6.
Everybody is happy as his pay rises. Yet pleasure at
your own can disappear if you learn that a fellow worker has been given a
bigger one. Indeed, if he is known as being lazy, you might even be quite
cross. Such behavior is regarded as “all too human”, with the underlying belief
that other animals would not be able to have this finely developed sense of
sadness. But a study by Sarah Brosnan of Emory University in Atlanta, Georgia,
which has just been published in Nature, suggests that it is all too monkey,
as well.
The researchers studied the behaviors of some kind of
female brown monkeys. They look smart. They are good-natured, co-operative
creatures, and they share their food happily. Above all, like female human
beings, they tend to pay much closer attention to the value of “goods and
services” than males.
Such characteristics make them perfect subjects for
Doctor Brosnan’s study. The researchers spent two years teaching their monkeys
to exchange tokens (奖券) for food. Normally, the monkeys were
happy enough to exchange pieces of rock for pieces of cucumber. However, when
two monkeys were placed in separate and connected rooms, so that each other
could observe what the other is getting in return for its rock, they became
quite different.
In the world of monkeys,grapes
are excellent goods (and much preferable to cucumbers). So when one monkey was
handed a grape in exchange for her token, the second was not willing to hand
hers over for a mere piece of cucumber. And if one received a grape without
having to provide her token in exchange at all, the other either shook her own
token at the researcher, or refused to accept the cucumber. Indeed, the mere
presence of a grape in the other room (without an actual monkey to eat it) was
enough to bring about dissatisfaction in a female monkey.
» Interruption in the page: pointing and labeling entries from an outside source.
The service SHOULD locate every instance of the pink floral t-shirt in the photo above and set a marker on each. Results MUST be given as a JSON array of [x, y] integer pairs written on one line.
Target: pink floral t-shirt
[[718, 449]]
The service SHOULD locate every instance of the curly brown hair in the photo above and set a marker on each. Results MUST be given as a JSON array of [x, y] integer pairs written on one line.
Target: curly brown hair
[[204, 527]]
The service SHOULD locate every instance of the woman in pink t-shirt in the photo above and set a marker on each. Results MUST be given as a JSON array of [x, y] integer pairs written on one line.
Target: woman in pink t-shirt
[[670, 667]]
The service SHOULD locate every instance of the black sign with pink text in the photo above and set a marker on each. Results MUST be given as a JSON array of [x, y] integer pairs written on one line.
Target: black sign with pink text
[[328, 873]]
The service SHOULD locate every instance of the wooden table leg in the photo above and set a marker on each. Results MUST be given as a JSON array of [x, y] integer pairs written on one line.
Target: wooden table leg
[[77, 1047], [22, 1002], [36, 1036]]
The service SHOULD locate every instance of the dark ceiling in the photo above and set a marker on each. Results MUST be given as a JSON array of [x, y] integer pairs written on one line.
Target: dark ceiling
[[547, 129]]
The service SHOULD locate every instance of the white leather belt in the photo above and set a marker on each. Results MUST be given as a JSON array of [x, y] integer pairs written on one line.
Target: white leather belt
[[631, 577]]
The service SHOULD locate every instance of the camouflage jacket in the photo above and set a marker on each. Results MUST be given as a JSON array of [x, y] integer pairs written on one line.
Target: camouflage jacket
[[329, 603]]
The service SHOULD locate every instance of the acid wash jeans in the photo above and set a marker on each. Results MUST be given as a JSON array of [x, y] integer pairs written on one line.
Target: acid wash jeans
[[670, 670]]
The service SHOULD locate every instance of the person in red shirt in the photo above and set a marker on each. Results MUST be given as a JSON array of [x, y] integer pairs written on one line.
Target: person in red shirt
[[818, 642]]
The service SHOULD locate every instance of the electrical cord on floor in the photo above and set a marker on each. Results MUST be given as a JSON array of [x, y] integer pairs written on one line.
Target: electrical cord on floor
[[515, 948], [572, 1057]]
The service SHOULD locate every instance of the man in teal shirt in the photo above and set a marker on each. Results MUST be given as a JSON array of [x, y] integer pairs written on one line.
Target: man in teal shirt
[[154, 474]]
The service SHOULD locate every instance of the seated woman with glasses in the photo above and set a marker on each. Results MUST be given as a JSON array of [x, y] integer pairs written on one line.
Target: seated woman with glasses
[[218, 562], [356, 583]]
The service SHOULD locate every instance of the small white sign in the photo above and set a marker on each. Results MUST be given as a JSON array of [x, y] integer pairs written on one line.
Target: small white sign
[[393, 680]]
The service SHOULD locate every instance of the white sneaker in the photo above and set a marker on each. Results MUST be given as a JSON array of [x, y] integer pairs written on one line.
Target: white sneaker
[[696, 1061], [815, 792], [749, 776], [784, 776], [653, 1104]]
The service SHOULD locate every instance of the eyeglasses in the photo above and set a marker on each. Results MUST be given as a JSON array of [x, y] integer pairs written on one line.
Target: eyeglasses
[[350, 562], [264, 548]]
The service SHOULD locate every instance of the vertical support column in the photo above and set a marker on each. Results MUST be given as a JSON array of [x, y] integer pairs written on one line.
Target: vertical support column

The researches suggest that these monkeys, like
humans, are guided by social senses. In the wild, they are co-operative and
group-living. Such co-operation is likely to be firm only when each animal
feels it is not being cheated. Feelings of anger when unfairly treated, it
seems, are not the nature of human beings alone. Refusing a smaller reward
completely makes these feelings clear to other animals of the group. However,
whether such a sense of fairness developed independently in monkeys and humans,
or whether it comes from the common roots that they had 35 million years ago,
is, as yet, an unanswered question.
1.According to the passage, which of the following
statements is TRUE?
A.Only monkeys
and humans can have the sense of fairness in the world.
B.In the wild,
monkeys are never unhappy to share their food with each other.
C.Women will
show more dissatisfaction than men when unfairly treated.
D.Monkeys can
exchange cucumbers for grapes, for grapes are more attractive.
2.The underlined statement “it is all too monkey”
means that ________.
A.monkeys are
also angry with lazy fellows
B.monkeys, like
humans, tend to be envious of each other
C.no animals
other than monkeys can develop such feelings
D.feeling angry
at unfairness is also monkey’s nature
3.Female monkeys of this kind are chosen for the
research most probably because they are _________.
A.more likely
to pay attention to the value of what they get
B.attentive to
researchers’ instructions
C.nice in both
appearance and behaviors
D.more ready to
help others than their male companions
4.We can learn ________according to the passage?
A.Human beings'
feelings of anger are developed from the monkeys.
B.Cooperation
between monkeys stays firm before the realization of being cheated.
C.In the
research, male monkeys are less likely to exchange food with others.
D.Only monkeys
and humans have the sense of fairness dating back to 35 million years ago.
5.What can we infer about the monkeys in Sarah’s
study?
A.The monkeys
can be trained to develop social senses.
B.The monkeys
may show their satisfaction with equal treatment.
C.They usually
show their feelings openly as humans do.
D.Cooperation
among the monkeys remains effective in the wild.